Hydrothermal Reactions of Algae Model Compounds.

Abstract

Hydrothermal liquefaction (HTL) refers to the process of converting biomass to bio-oil by contacting the biomass with water at high temperatures (> 200 °C) and sufficient pressures to maintain water in the liquid state. HTL of algae producing bio-oil has the advantage of energy efficiency and capability of dealing with wet biomass. Very little is known about the mechanism and chemistry of biomacromolecules reactions in high temperature water (HTW). In this project, we overcome the existing gap by studying ethyl oleate, phenylalanine, phytol, and DOPC as representative model compounds for triglycerides, proteins, chlorophyll and phospholipid, respectively, in HTW.

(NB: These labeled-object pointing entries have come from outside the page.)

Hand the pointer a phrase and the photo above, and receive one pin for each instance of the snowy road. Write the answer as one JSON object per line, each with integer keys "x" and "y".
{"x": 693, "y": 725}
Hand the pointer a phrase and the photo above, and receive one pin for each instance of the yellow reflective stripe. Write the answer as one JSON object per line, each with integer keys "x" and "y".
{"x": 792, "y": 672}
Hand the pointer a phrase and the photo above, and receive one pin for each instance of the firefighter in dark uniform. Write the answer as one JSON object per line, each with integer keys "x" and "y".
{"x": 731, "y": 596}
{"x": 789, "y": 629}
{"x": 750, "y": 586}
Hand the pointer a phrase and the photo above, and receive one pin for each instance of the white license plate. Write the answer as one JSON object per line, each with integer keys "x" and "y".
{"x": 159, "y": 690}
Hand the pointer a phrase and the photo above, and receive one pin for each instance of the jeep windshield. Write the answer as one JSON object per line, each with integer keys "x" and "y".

We examined the behavior of model compounds from 175 – 350 °C. Hydrolysis of ethyl oleate (to oleic acid) was autocatalytic. A phenomenological and mechanistic kinetics model was developed that was consistent with the experimental data. We suggest that hydrolysis of ester is catalyzed by both H+ and fatty acid. Phenylalanine primarily formed phenylethylamine, while minor products included styrene and phenylethanol isomers. Major products from phytol included neophytadiene, isophytol, and phytone, while pristene, phytene, phytane, and dihydrophytol were the minor products. Phenylalanine and phytol disappearance followed first order kinetics. DOPC hydrolyzed to form 1-acyl and 2-acyl lyso-phosphatidylcholine (LPC) along with oleic acid as primary products. LPC subsequently formed other phosphorus-containing intermediates, which finally led to phosphoric acid as the ultimate P-containing product. Hydrolysis of DOPC was catalyzed by oleic and phosphoric acids. A kinetics model based on proposed pathways was consistent with experimental data for the model compound.

Lastly, we studied the effects of inorganic (salts and boric acid) and organic (ethyl oleate) additives on phenylalanine conversion and product distribution at 250 °C and 350 °C, respectively. Inorganic additives increased phenylalanine conversion favoring formation of high molecular weight compounds. Higher concentration of ethyl oleate lead to an increase in the rates of deamination of phenylethylamine and hydration of styrene. Amides are also formed due to the interaction of fatty acid/ethyl oleate and amines/ammonia.

Taken collectively, the results from this study provide new insights into the reactions of algae during its HTL to produce crude bio-oil.